Purpose. To determine concentration-dependent P-gp-mediated efflux across the luminal membrane of endothelial cells at the blood-brain barrier (BBB) in rats.

Methods. The transport of radiolabeled colchicine and vinblastine across the rat BBB was measured with or without PSC833, a well known P-gp inhibitor, and within a wide range of colchicine and vinblastine concentration by an in situ brain perfusion. Thus, the difference of brain transport achieved with or without PSC833 gives the P-gp-mediated efflux component of the compound transported through the rat BBB. Cerebral vascular volume was determined by coperfusion with labeled sucrose in all experiments.

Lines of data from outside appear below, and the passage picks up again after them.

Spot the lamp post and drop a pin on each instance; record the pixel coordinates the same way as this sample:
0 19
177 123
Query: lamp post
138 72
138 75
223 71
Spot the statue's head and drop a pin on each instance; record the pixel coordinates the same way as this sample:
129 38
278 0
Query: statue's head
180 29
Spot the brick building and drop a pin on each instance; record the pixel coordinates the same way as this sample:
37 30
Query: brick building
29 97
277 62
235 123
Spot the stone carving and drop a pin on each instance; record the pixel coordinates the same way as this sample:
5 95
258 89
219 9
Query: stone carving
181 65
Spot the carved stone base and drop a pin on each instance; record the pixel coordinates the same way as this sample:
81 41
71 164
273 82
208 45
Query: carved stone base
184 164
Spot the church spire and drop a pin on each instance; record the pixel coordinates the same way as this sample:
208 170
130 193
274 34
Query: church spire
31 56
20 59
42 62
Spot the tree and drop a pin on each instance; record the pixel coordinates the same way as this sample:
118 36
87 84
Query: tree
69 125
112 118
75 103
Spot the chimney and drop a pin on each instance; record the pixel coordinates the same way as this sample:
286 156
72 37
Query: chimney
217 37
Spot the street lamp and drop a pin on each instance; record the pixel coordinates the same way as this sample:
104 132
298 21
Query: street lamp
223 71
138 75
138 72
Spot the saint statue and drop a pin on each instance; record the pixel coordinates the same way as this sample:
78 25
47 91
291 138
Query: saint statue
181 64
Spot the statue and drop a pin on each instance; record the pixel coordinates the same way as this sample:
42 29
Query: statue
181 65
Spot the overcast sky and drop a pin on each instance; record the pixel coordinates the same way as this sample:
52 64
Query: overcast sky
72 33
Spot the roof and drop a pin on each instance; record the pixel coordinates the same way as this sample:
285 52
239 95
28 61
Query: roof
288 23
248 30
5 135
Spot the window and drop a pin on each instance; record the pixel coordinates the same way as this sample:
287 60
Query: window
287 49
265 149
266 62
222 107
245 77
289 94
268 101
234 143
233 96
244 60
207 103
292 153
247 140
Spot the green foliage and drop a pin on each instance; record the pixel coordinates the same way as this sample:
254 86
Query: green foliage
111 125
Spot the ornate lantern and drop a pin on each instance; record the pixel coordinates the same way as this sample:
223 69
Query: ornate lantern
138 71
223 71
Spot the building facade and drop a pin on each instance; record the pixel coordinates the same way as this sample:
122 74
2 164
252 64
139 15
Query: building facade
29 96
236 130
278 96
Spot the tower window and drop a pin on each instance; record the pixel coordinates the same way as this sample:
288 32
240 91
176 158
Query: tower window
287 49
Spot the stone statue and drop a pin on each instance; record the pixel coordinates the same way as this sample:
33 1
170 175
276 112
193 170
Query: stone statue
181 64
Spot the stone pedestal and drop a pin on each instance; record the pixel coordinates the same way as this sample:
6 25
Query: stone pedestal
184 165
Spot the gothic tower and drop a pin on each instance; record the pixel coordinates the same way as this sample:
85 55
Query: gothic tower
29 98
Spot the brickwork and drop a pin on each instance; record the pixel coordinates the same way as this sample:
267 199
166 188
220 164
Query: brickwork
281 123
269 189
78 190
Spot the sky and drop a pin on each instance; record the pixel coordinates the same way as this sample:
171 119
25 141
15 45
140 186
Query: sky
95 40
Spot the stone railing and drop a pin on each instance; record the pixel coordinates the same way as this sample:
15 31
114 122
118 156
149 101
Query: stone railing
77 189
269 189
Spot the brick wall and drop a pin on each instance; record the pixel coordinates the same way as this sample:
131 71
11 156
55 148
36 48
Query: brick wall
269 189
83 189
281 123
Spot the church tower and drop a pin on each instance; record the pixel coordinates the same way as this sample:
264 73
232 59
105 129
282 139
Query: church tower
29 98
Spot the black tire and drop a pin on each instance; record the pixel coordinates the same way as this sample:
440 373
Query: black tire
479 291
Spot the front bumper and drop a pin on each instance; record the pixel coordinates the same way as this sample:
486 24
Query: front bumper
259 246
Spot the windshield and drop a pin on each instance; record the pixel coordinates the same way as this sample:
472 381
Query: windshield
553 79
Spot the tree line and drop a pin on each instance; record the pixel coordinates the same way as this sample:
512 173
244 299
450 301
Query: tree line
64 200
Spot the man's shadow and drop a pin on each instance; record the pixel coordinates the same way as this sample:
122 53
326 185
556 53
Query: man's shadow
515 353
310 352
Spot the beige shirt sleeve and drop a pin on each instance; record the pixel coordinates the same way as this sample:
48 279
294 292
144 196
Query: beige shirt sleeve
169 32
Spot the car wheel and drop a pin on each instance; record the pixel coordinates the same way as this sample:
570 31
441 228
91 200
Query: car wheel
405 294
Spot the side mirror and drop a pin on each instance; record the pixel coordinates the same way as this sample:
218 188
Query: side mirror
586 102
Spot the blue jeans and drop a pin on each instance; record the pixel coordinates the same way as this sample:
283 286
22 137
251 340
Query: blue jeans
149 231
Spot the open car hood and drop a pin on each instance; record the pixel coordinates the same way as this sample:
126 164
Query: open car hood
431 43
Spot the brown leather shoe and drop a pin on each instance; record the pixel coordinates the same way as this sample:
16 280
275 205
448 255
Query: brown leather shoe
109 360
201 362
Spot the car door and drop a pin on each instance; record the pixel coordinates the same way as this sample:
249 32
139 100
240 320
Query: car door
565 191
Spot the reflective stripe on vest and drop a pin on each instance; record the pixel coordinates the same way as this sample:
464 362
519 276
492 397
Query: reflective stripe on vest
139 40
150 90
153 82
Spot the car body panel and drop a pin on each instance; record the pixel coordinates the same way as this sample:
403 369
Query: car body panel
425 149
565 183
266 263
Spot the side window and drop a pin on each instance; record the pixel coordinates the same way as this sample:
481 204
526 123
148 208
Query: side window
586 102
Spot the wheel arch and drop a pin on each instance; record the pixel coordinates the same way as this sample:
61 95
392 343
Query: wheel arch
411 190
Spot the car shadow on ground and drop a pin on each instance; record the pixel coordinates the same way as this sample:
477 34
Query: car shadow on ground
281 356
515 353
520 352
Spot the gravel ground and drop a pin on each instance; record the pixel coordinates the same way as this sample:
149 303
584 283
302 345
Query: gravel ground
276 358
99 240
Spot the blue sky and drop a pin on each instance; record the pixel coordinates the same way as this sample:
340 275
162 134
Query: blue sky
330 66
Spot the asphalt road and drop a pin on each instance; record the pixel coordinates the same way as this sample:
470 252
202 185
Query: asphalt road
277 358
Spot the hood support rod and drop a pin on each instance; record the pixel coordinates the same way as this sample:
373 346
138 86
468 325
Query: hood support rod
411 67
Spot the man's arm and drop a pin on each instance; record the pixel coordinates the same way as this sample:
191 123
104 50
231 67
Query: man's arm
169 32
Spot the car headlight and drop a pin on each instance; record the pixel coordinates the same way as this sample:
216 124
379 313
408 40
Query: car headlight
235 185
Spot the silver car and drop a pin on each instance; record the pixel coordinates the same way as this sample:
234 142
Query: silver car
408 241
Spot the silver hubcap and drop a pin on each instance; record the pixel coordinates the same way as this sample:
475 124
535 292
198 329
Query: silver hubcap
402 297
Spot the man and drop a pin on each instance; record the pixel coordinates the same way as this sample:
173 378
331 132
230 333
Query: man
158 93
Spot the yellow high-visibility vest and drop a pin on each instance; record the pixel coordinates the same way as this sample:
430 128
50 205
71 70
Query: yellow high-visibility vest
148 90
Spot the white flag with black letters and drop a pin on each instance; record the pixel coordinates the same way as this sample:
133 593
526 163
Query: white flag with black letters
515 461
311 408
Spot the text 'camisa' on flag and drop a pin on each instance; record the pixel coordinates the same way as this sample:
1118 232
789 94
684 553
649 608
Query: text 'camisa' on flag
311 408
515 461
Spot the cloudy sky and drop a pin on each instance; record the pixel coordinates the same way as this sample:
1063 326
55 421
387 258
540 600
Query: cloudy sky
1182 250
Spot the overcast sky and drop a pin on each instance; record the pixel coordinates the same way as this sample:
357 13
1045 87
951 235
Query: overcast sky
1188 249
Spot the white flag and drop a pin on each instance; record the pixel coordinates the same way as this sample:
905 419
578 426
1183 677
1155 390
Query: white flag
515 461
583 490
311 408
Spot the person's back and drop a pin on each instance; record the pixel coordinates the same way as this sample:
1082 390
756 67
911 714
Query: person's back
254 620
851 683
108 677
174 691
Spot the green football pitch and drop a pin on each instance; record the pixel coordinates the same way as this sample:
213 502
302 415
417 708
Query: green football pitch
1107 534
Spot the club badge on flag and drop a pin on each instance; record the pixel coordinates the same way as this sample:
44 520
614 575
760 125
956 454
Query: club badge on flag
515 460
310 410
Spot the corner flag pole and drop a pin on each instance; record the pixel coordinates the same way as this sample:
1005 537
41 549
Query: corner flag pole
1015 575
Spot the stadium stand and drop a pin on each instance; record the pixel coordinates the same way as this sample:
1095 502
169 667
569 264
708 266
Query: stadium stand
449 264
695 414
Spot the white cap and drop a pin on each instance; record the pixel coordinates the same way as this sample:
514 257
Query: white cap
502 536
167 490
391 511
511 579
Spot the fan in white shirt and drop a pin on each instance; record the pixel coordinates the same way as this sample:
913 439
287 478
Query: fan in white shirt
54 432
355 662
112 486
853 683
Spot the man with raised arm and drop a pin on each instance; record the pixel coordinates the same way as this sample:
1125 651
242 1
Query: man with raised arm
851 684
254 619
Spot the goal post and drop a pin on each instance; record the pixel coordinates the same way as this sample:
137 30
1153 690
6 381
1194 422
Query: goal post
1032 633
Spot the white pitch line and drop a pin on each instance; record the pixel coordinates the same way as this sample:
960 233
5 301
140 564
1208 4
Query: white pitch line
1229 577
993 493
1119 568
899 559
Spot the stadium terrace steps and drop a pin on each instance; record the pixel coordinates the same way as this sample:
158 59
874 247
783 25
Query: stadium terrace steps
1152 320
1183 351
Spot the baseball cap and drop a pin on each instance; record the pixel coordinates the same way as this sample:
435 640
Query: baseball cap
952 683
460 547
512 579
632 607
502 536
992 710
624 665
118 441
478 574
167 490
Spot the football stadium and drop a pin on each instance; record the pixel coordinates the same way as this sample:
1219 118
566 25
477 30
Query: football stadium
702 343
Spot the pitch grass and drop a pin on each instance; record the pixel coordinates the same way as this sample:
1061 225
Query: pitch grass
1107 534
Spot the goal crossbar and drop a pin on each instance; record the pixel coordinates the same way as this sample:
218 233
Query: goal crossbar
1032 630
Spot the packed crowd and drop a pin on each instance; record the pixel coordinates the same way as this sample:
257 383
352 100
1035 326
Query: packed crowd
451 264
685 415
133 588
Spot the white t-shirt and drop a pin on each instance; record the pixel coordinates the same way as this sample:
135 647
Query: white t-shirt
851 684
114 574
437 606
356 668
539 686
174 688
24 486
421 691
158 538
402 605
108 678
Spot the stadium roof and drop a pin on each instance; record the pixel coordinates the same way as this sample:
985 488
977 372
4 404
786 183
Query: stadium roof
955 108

Results. Sucrose perfusion indicated that the vascular space was close to normal in all the studies, indicating that the BBB remained intact. P-gp limited the uptake of both colchicine and vinblastine, but the compounds differ in that vinblastine inhibited its own transport. Vinblastine transport was well fitted by a Hill equation giving IC50 at ∼71 μM, a Hill coefficient (n) ∼2, and a maximal efflux velocity Jmax of ∼9 pmol s−1 g−1 of brain.

Conclusions. P-gp at the rat BBB may carry out both capacity-limited and capacity-unlimited transport, depending on the substrate, with pharmacotoxicologic significance for drug brain disposition and risk of drug-drug interactions.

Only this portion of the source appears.